Bien que les cours mondiaux du grain aient doublé en deux ans, la consommation de café continue de progresser dans le monde. Nestlé entend bien repartir à l’offensive dans cette catégorie phare. Lors des neuf premiers mois de l’année, les ventes de ses cafés et boissons chaudes au niveau mondial ont certes grimpé de 7,5%. Mais cette croissance est due, quasiment exclusivement, aux hausses de prix qui ont été passées pour compenser la flambée des cours du café. En France, sa part de marché sur le café en portion a légèrement régressé, sur un an.
Trois marques milliardaires
«Notre ambition est d’accélérer la croissance de nos volumes et de mieux assumer notre place de leader européen, et évidemment mondial», résume la dirigeante. Sous la houlette du nouveau patron, Philipp Navratil, désireux d’accélérer les efforts marketing impulsés par son prédécesseur Laurent Freixe, Nestlé va augmenter de 40% ses investissements marketing et publicitaires pour le système Neo en Europe. Le groupe le fait plus globalement pour la trentaine de ses marques phares, dont 8,5% des ventes seront réinvesties en soutien publicitaire.
«Nous avons trois marques milliardaires (dégageant plus d’un milliard d’euros de chiffre d’affaires, NDRL) dans le café – Nespresso, Nescafé et Starbucks – pour lesquelles nous n’avons peut-être pas assez pris la parole, notamment sur les innovations, reconnaît Mélanie Brinbaum. Au vu du démarrage de Nescafé Dolce Gusto Neo, dont les ventes de machines doublent tous les ans en France, il était évident que cela pouvait être une plateforme de croissance majeure.»
Nestlé y voit un moyen de répondre aux nouvelles habitudes de consommation, alors que le classique petit noir ou l’allongé sont moins prisés des jeunes générations. « Les chaînes de café (Starbucks, Costa…, NDLR) ont créé de nouveaux usages, en proposant des cafés plus lactés, plus aromatisés et avec plus de gourmandise», explique la dirigeante. Une profusion de recettes que la machine Dolce Gusto Neo veut apporter partout. La gamme Dolce Gusto
«Plus que la fréquence d’achat, il faut se reconcentrer sur l’élargissement de notre présence dans les foyers», renchérit Mélanie Brinbaum. Rien qu’en France, plus de 5 millions d’entre eux sont équipés de l’appareil historique de Dolce Gusto (sur le Vieux Continent, la gamme pèse 1 milliard de chiffre d’affaires). La principale difficulté est de se faire une place à côté des autres appareils : en France, 27% des foyers possèdent au moins deux machines pour le café (filtres, capsules, grains….).
Reflux des cours mondiaux
Certes, les capsules en papier de Neo sont en moyenne 10% plus chères que leurs homologues en plastique. «Mais si le goût est au rendez-vous, on voit que l’écoconception est un argument qui porte auprès des consommateurs», estime la directrice marketing. Le groupe s’est aussi astreint, pour sa gamme Dolce Gusto, à ne pas bouger ses tarifs depuis deux ans, pour ne pas faire fuir les clients, quitte à prendre sur ses marges. Le récent reflux des cours mondiaux de l’arabica et du robusta pourrait l’aider à faire baisser les prix de ses différents types de café en rayons. Sachant qu’en France, le tarif moyen à la tasse d’un café – tous circuits et marques – est passé de 10 centimes en janvier à 12 centimes actuellement.
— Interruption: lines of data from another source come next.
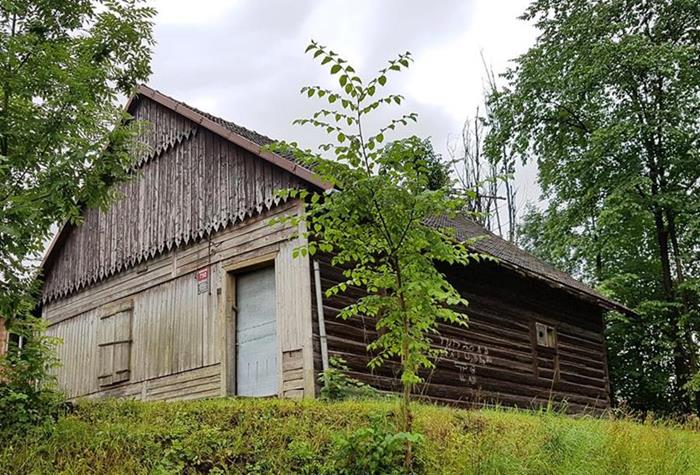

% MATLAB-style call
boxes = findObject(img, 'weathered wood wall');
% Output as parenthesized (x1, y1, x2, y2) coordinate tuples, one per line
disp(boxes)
(40, 92, 610, 410)
(311, 255, 610, 413)
(42, 97, 304, 303)
(44, 192, 315, 401)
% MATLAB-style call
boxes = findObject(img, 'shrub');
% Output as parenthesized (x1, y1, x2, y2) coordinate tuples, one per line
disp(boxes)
(319, 356, 382, 401)
(0, 315, 63, 434)
(332, 415, 423, 475)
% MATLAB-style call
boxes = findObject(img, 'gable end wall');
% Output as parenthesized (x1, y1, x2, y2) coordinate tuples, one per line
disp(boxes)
(42, 97, 305, 303)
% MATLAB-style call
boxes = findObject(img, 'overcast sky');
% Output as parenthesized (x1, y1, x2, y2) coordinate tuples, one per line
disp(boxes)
(147, 0, 540, 210)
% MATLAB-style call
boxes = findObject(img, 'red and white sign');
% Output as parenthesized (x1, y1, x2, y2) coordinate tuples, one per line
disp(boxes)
(195, 268, 209, 282)
(195, 268, 210, 295)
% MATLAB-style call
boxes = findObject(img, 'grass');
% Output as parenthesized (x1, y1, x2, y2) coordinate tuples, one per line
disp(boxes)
(1, 398, 699, 474)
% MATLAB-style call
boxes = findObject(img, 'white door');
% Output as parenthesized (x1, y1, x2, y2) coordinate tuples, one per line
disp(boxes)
(236, 266, 278, 396)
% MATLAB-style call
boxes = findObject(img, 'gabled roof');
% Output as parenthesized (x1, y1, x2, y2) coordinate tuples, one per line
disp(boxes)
(133, 85, 328, 189)
(40, 85, 328, 275)
(41, 85, 625, 313)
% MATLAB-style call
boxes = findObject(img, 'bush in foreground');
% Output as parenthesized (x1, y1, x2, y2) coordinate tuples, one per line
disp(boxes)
(1, 398, 698, 474)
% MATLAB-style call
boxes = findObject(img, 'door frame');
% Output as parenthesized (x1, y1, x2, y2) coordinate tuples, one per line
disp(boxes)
(220, 251, 279, 396)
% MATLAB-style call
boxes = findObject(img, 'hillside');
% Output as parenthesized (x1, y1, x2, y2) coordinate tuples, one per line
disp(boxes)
(1, 398, 699, 474)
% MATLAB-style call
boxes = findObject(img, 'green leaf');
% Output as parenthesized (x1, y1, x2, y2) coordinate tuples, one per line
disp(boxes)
(281, 44, 486, 420)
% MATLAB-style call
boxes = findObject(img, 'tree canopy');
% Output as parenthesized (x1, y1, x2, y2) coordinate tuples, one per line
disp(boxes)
(0, 0, 155, 320)
(492, 0, 700, 414)
(0, 0, 155, 428)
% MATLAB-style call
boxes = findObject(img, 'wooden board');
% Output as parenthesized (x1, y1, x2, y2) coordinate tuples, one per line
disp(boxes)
(41, 97, 306, 304)
(311, 254, 611, 413)
(45, 203, 314, 400)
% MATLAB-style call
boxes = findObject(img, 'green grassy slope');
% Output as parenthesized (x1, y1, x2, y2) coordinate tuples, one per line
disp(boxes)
(1, 398, 699, 474)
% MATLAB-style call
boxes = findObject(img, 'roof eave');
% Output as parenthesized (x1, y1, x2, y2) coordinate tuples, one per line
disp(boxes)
(492, 258, 634, 316)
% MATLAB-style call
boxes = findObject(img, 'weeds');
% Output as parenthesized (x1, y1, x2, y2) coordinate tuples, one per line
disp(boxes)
(1, 398, 698, 474)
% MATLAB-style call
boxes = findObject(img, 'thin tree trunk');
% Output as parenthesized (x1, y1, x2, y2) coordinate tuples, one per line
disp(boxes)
(666, 208, 700, 413)
(652, 207, 674, 299)
(591, 213, 603, 282)
(651, 201, 693, 412)
(392, 257, 414, 469)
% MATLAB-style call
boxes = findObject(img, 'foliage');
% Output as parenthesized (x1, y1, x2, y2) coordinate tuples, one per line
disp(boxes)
(393, 138, 451, 192)
(685, 369, 700, 401)
(332, 415, 423, 475)
(319, 356, 382, 401)
(1, 398, 699, 474)
(272, 41, 481, 439)
(0, 312, 63, 432)
(0, 0, 154, 432)
(0, 0, 155, 318)
(491, 0, 700, 414)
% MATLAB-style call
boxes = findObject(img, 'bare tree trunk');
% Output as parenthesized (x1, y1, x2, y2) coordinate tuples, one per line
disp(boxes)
(651, 187, 691, 410)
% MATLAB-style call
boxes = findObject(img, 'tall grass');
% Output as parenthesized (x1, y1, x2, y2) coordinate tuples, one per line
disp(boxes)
(1, 398, 698, 474)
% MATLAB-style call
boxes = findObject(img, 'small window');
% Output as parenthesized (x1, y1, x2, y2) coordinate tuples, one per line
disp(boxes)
(535, 322, 557, 348)
(98, 304, 133, 386)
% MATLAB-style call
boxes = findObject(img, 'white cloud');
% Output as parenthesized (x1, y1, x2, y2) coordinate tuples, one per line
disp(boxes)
(150, 0, 240, 25)
(146, 0, 542, 206)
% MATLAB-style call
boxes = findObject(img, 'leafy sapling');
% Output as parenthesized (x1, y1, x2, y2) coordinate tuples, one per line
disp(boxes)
(271, 41, 483, 466)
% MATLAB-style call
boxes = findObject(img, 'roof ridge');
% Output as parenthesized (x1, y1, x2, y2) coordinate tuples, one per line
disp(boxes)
(142, 87, 278, 146)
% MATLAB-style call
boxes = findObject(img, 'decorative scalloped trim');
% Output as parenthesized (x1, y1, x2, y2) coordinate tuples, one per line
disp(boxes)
(41, 196, 290, 304)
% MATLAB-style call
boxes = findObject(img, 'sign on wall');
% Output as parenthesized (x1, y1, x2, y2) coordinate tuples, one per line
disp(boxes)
(195, 268, 210, 295)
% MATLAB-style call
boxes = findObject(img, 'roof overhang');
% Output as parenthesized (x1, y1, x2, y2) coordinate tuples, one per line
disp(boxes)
(39, 86, 632, 316)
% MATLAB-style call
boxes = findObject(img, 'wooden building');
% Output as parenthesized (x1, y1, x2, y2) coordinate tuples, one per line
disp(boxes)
(40, 86, 623, 412)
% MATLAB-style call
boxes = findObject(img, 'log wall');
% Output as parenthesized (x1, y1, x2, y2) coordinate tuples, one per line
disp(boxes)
(311, 255, 610, 413)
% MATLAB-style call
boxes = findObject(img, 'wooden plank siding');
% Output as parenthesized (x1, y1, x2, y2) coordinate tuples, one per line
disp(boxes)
(42, 97, 305, 304)
(311, 255, 610, 413)
(44, 195, 315, 401)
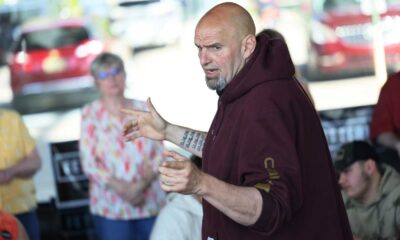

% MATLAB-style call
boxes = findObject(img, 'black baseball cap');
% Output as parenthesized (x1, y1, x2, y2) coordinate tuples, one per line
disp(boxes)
(334, 141, 379, 171)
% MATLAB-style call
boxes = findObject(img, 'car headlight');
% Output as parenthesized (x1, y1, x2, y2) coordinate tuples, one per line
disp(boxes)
(15, 51, 29, 65)
(75, 40, 103, 58)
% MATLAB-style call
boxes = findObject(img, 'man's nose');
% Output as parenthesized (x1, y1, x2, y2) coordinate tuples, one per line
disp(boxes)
(111, 74, 118, 81)
(199, 50, 210, 65)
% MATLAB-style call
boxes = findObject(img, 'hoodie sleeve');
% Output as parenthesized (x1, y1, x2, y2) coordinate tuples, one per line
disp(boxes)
(238, 89, 303, 235)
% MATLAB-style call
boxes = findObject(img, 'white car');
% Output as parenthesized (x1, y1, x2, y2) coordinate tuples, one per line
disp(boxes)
(110, 0, 185, 50)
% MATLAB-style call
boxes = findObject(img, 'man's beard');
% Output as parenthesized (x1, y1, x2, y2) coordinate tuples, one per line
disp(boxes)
(206, 75, 227, 92)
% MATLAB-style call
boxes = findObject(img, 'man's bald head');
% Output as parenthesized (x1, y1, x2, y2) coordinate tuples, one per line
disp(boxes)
(196, 2, 256, 40)
(194, 2, 257, 91)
En outre, le groupe a inclus dans ses dernières machines un système de lecture automatique des capsules, lui permettant de passer au crible la consommation de ses clients. Un moyen d’élargir à terme la gamme de boissons proposées. Car à domicile comme dans les cafés et restaurants, les habitudes de consommation évoluent rapidement.
Nestlé, inventeur du café portionné avec Nespresso, et poids lourd du soluble, s’est toujours refusé à prendre la vague du café en grains, vendu moins cher. Ces formats ont pourtant atteint plus de 15% de part de marché dans certains pays comme la France. «Concernant les machines à grains, c’est une tendance qui stagne, estime Mélanie Brinbaum. D’abord car le consommateur ne s’y retrouve pas en termes de goût, mais surtout car les plus avertis savent qu’en termes d’impact environnemental, le café en grains est loin d’être aussi vertueux qu’on le pense.»
En revanche, le géant suisse ne compte pas manquer la vague du café froid, qui représente désormais une tasse consommée sur cinq dans le monde. Notamment aux États-Unis, où il s’apprête à devoir contrer les offensives de Keurig, qui vient de racheter les marques mondiales Peet’s, Jacobs et L’Or. Après avoir lancé ses concentrés de café Nespresso froids aux États-Unis, en Asie et en Australie, Nestlé les teste en Europe, via le Royaume-Uni. La gamme sera lancée en France en 2026. Le groupe a également lancé des canettes sous ses marques phares Nespresso et Starbucks.